During the quarter average sales realization stood at Rs26.5 /scm, growth of 38.8% YoY and 11.3% QoQ, led by hike in selling prices of Industrial Retail (from Avg. Rs26.4/scm to Rs28.9/scm) and CNG segment (from Rs49.9/kg to Rs 51.9/kg). Current selling price of CNG stands at Rs.51.9/kg. During the quarter cost of gas (RM) has increased by 65.9% YoY and 12% QoQ to Rs 21.9/scm resulting in gross margin contraction of 22.2% YoY to Rs4.6/scm, mainly due to depreciation of rupee and higher cost of RLNG led to higher cost of raw material. However gross margin has improved from Rs4.2/scm to Rs4.6/scm on QoQ, on the back of hike in selling price across all the segments (i.e. CNG and Industrial Retail).

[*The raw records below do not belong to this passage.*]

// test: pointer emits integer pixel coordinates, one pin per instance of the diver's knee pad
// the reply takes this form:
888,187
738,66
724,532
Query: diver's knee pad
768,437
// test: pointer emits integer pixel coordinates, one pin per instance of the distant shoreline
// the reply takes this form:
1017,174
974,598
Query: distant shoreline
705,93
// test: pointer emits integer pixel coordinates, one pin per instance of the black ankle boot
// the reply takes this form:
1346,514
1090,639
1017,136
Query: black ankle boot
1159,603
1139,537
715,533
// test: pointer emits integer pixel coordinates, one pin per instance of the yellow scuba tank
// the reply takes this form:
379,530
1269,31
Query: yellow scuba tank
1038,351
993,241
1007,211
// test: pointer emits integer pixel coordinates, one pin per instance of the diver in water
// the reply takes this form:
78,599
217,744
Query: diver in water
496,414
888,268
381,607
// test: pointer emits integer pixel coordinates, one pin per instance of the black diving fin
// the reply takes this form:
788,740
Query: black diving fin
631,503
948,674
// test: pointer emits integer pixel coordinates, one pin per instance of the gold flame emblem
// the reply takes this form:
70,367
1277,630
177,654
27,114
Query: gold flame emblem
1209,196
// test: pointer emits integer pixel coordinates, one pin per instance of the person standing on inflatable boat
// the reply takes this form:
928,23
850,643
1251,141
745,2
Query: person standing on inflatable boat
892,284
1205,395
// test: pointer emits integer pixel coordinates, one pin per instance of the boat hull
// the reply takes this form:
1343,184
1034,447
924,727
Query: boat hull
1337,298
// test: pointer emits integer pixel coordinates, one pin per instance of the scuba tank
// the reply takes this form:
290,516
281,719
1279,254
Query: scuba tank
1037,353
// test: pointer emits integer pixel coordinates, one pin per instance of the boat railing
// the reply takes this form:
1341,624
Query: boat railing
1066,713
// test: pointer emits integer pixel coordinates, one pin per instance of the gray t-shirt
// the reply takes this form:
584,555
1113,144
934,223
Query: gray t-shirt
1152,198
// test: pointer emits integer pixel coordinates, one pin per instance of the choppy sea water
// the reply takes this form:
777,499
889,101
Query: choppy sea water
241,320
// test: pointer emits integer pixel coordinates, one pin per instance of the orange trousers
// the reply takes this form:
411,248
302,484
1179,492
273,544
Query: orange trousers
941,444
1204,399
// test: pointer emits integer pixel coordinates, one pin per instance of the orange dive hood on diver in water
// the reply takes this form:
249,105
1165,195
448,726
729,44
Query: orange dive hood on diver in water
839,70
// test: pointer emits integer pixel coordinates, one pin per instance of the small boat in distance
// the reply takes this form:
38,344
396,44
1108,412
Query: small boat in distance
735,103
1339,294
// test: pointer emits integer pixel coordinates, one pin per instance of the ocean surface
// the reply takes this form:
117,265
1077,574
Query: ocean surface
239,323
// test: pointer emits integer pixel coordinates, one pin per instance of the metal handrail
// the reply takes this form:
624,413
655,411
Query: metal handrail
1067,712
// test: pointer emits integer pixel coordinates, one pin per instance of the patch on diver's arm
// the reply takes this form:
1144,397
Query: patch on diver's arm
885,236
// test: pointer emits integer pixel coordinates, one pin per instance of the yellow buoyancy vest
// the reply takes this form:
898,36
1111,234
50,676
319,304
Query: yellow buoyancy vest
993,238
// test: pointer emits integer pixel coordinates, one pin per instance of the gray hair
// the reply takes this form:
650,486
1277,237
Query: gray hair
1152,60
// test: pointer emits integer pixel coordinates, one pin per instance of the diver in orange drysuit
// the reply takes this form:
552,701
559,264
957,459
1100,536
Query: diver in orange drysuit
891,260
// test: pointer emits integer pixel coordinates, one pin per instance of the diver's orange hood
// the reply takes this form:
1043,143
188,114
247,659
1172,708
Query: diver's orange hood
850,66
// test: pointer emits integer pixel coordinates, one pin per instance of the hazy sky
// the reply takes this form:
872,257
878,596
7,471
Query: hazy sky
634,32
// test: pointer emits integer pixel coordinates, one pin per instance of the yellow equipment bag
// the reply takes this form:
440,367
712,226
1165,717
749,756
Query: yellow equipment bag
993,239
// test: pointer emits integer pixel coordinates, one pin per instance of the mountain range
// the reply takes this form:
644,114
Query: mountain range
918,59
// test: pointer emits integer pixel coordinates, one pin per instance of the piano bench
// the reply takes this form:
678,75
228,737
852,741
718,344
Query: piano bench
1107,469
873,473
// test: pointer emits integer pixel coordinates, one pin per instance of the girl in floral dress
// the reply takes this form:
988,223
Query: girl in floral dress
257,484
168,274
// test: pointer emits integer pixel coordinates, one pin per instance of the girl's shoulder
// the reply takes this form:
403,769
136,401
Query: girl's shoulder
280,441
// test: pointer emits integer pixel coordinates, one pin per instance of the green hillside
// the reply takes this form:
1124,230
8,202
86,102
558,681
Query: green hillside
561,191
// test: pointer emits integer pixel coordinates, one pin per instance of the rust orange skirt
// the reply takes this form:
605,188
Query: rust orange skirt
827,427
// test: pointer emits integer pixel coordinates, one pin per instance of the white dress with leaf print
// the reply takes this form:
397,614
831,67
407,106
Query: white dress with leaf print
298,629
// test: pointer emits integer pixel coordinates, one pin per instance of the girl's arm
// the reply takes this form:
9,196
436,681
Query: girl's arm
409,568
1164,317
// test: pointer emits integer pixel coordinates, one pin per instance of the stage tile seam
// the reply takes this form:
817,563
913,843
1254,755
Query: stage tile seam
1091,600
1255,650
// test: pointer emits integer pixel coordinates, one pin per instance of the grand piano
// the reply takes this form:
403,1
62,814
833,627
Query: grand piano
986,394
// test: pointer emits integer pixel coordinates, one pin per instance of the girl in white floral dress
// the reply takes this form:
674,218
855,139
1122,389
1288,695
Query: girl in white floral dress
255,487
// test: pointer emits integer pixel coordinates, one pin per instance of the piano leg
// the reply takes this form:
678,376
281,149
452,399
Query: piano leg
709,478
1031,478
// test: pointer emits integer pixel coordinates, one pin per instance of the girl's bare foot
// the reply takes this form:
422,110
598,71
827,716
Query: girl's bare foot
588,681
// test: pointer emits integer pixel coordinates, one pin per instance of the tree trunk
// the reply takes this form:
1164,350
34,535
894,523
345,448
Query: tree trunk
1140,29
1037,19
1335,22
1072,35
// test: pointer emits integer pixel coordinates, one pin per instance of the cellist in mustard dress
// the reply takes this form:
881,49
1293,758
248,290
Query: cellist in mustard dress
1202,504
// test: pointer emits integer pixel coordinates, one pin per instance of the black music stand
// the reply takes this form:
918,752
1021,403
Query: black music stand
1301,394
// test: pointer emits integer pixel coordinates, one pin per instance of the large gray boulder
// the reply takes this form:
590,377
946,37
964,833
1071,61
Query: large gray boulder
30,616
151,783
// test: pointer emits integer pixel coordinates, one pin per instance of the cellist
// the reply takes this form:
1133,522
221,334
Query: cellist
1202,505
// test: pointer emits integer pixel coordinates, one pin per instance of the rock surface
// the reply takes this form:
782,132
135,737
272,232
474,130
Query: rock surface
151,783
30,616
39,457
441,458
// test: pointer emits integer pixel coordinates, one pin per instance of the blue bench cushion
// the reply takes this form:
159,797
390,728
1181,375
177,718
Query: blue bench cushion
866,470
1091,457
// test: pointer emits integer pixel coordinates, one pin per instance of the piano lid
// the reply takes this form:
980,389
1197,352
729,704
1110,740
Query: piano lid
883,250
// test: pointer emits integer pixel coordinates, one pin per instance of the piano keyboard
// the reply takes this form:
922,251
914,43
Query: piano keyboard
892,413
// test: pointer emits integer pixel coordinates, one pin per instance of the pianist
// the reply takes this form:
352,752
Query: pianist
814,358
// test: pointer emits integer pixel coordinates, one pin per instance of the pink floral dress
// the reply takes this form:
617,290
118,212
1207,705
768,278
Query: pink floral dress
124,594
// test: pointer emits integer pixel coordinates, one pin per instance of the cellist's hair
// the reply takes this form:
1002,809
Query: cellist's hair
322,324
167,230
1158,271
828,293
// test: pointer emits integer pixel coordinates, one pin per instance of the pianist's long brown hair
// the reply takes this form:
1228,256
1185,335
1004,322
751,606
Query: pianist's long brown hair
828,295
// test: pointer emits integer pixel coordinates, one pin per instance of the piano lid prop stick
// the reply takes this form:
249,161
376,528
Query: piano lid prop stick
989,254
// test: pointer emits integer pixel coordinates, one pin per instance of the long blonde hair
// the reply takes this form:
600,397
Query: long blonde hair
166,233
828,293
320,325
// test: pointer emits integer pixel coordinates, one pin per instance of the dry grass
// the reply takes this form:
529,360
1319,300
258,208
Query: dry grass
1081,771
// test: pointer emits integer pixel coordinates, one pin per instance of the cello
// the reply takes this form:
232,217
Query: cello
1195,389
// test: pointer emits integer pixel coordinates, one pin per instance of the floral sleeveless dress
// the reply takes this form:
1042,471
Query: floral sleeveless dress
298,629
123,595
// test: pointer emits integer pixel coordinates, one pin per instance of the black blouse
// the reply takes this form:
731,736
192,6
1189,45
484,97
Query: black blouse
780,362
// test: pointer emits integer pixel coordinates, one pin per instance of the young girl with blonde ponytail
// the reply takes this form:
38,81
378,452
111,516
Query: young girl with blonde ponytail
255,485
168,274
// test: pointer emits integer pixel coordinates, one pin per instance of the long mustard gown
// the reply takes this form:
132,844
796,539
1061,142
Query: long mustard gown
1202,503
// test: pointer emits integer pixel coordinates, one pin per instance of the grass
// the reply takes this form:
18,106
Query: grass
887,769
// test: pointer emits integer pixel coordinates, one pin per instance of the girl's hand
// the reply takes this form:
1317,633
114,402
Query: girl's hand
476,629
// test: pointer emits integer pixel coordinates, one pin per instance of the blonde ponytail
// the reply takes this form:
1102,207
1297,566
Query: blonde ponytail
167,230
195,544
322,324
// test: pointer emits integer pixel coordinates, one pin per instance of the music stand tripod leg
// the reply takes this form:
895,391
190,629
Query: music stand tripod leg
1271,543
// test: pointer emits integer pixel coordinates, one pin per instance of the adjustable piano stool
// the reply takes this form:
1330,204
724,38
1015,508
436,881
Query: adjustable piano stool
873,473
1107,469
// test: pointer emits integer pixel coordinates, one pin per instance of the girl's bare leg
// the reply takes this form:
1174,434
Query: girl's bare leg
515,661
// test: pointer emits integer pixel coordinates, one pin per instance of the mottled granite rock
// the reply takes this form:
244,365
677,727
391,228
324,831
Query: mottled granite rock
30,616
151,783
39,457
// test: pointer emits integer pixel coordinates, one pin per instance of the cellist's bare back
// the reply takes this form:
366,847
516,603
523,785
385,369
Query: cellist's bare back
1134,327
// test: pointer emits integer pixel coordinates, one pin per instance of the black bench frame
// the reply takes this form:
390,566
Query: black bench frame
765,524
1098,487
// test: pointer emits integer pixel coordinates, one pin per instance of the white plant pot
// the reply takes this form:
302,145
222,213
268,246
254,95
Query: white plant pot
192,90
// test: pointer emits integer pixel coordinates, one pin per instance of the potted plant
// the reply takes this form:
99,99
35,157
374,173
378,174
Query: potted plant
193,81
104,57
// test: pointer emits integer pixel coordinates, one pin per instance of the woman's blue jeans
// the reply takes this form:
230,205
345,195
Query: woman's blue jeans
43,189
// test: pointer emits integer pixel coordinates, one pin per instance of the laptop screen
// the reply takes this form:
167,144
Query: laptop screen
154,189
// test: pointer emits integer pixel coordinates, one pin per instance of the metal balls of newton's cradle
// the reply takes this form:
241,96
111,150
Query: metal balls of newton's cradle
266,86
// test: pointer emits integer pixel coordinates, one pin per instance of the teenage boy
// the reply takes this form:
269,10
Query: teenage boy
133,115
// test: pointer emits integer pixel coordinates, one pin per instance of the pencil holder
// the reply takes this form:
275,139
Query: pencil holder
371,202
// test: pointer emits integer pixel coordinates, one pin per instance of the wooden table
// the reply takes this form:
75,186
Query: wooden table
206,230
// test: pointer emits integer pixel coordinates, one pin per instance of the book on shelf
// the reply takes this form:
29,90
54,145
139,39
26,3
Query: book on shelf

During the quarter company had faced margin pressure backed by high cost of RLNG, which constitutes almost 35% of the total raw material consumption. However we believe margins would start picking up from Q3CY12 onwards on the back of recent increase in prices of Industrial and CNG segment and softening in LNG prices from $16-17mmbtu to $12-13/mmbtu. However, the recent news on proposed cap on gas marketing margin, which is to be decided by PNGRB, would keep the stock under pressure until any clarity emerges. We have changed our valuation methodology from DCF to PE on account of higher uncertainty on future earnings, arising out of capping of marketing margin (regulatory concerns). Hence, we have changed our TP from Rs.397 to Rs.348 by assigning PE multiple of 13.2x (last 5 years average) and lowered our rating from Buy to Accumulate. At CMP, the stock trades at 11.7x CY13 EPS and 2.6x P/BV," says Emkay Global Financial Services research report.